21/11/2016 10:22 GMT | Updated 17/11/2017 05:12 GMT

Pippa Small's Stories Through Jewellery

The brand is now stocked globally and boasts collaborations with the likes of Tom Ford for Gucci and Phoebe Philo. Still the designer's greatest success to date has been enabling craftspeople to move out of slums, see their children go to school and even start businesses of their own thanks to stable incomes.

"They're just so cooool. It's slightly breath-taking when you see them coming into the city with this kind of independent swagger and everyone is looking, half scandalised and half in awe." Pippa Small is a natural born storyteller. She describes the proud nomadic Kuchi women of Afghanistan - the muses for her latest jewellery collection - with such infectious enthusiasm you can practically hear the clinking of their tribal cuffs and ornate earrings.

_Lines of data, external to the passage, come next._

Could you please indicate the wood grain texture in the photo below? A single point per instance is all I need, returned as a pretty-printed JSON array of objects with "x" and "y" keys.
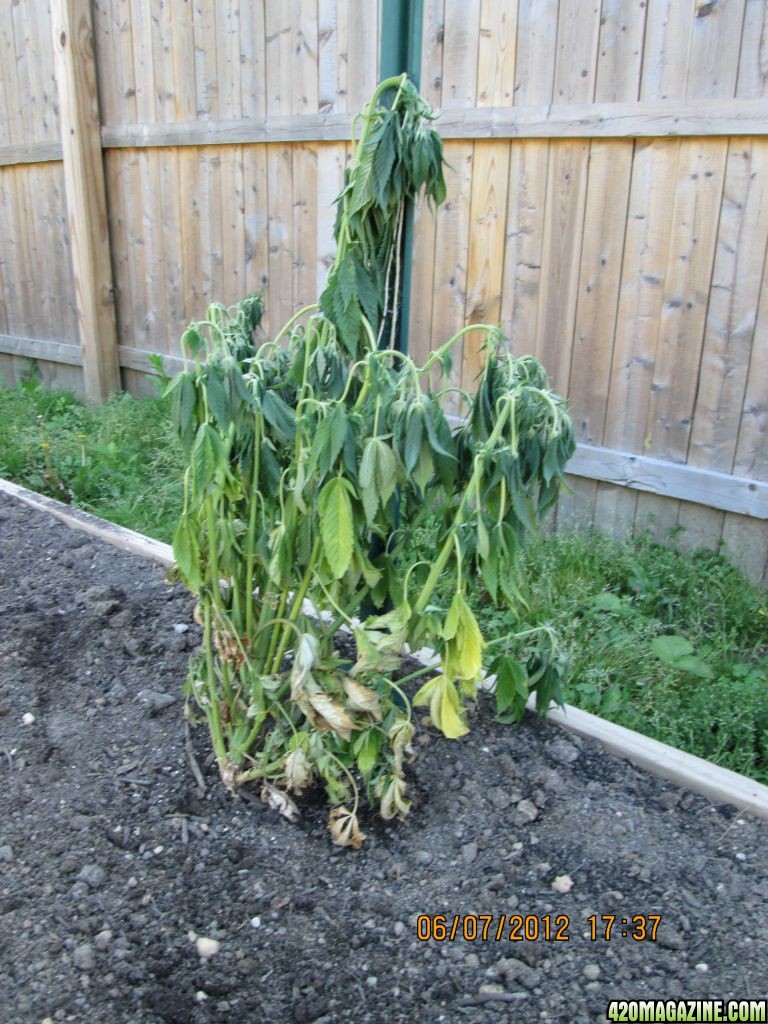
[{"x": 73, "y": 43}]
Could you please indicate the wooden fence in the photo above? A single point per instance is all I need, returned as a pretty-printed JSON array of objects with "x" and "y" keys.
[{"x": 607, "y": 204}]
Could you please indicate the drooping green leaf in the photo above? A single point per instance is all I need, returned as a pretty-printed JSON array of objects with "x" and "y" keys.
[
  {"x": 608, "y": 602},
  {"x": 280, "y": 416},
  {"x": 368, "y": 748},
  {"x": 386, "y": 472},
  {"x": 511, "y": 685},
  {"x": 335, "y": 512},
  {"x": 207, "y": 457},
  {"x": 671, "y": 649},
  {"x": 186, "y": 553},
  {"x": 414, "y": 435}
]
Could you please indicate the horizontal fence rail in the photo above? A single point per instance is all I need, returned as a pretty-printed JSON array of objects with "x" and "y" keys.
[
  {"x": 607, "y": 204},
  {"x": 662, "y": 119}
]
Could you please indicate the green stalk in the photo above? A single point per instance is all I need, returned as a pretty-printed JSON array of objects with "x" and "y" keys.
[
  {"x": 251, "y": 536},
  {"x": 448, "y": 546},
  {"x": 296, "y": 608},
  {"x": 459, "y": 334}
]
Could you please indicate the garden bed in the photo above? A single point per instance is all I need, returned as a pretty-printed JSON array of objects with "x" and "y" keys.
[{"x": 115, "y": 859}]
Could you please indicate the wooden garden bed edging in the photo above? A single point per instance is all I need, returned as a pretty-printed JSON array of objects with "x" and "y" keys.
[{"x": 682, "y": 769}]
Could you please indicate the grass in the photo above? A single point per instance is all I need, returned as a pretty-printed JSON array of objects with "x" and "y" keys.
[
  {"x": 120, "y": 461},
  {"x": 610, "y": 601}
]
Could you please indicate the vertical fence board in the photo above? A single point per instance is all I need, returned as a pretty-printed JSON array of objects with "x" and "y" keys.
[{"x": 86, "y": 202}]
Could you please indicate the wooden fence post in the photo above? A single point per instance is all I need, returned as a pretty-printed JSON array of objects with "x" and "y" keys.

Swathed in gold, the new range is a treasure trove of coiled bracelets, large necklaces (fulfilling Small's "yearning for drama") and delicate drop earrings raining deep blue lapis stones. Inspiration also came from talismanic pendants and Kabul's architecture but it's inevitable the conversation will always come back to people.


An anthropologist turned jewellery designer, Small's conversation is gilded with anecdotes about Sa Bushmen in the Kalahari and Rwanda's Batwa Pygmies. "The things that inspire you are the same things that open your world up when you're young," she says, reminiscing on an unconventional childhood spent travelling the world with her free-spirited mother and siblings.

However Small is not only fascinated by different communities, their cultures and crafts, the self-taught creative has dedicated her brand to their survival. For over twenty years, she has been working with talented yet struggling artisans around the world, applying their exquisite skills to her bohemian designs and in turn providing access to the Western market.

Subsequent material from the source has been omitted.